Digital: Sumo Logic uses digital channels—particularly digital advertising, digital events, and their website—in a variety of forms to reach their target audience. Digital not only drives net-new acquisition, but also brand loyalty. Digital is the top way they engage with their SMB audience because it’s easily scalable to the large market size. They also use small-scale digital events to engage with executives at target enterprise accounts.
Enterprise account-based marketing: Sumo Logic has a very sticky product, so they see great success with land-and-expand efforts. Account expansion and cross-sell motions are very important to them, so account-based marketing motions are particularly effective.
Content: Buyers are all at different stages of the buying process, and they demand just-in-time educational content tailored to their stage. Suku spends a lot of time thinking about the customer journey framework and how they help move buyers to the next step, and content is the linchpin in that process.
23. Sarah Kennedy, VP of Global Growth & Demand, Google Cloud
Free trial & web engagement: This is a productive channel for all market segments, from SMB to enterprise. They use this to educate, progress, and sometimes even convert deals. The developer persona is especially important to buying decisions because they’re often the ones using the free product. They heavily focus on driving developer engagement through the free trial and web channels.
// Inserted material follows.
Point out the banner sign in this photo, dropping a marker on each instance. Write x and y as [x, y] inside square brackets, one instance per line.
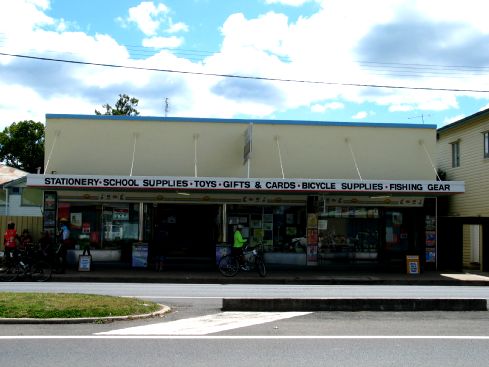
[292, 185]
Social: Social is always an important channel, but they’re constantly changing how it’s leveraged. Strategically investing in social channels is a big opportunity because it continuously evolves.
Content syndication: This is a high-performing channel for Google Cloud in their effort to drive new-logo acquisition. It’s important to align with the right partners to drive quality because that varies widely partner to partner.
24. Kraig Swensrud, Founder & CMO, Qualified
Website: Our website is our most important marketing asset. It’s more than just the face of the company and where we establish our positioning, product demos, and competitive differentiators. Our website is the ultimate destination for how we engage with our buyers. We heavily prioritize investments in tools that allow us to know who is on our website (especially anonymous browsers), engage visitors using Conversational Marketing, and send signals to sales reps for prospecting. This has transformed into a whole new world from the forms and MQLs of yesteryear.
Content: In order to fuel all of our demand gen efforts, we need to produce high-quality content for use across a range of distribution channels. We primarily think about content in three core buckets: 1) educational content for buyers (ebooks, blog posts, webinars, videos), 2) enablement content for sales (case studies, product briefs, competitive positioning), and 3) awareness content for the market (PR, momentum announcements, virtual events).
Linkedin/ABM: Like many other companies, we’ve adopted an account-based marketing approach for target accounts that match our ideal customer profile (ICP). LinkedIn and ABM ad platforms have enabled us to segment and target our ICP with a level of precision that we could never have achieved before with search engine marketing. We use these platforms to reach our audience according to company, job title, and intent using highly-relevant content for their personas.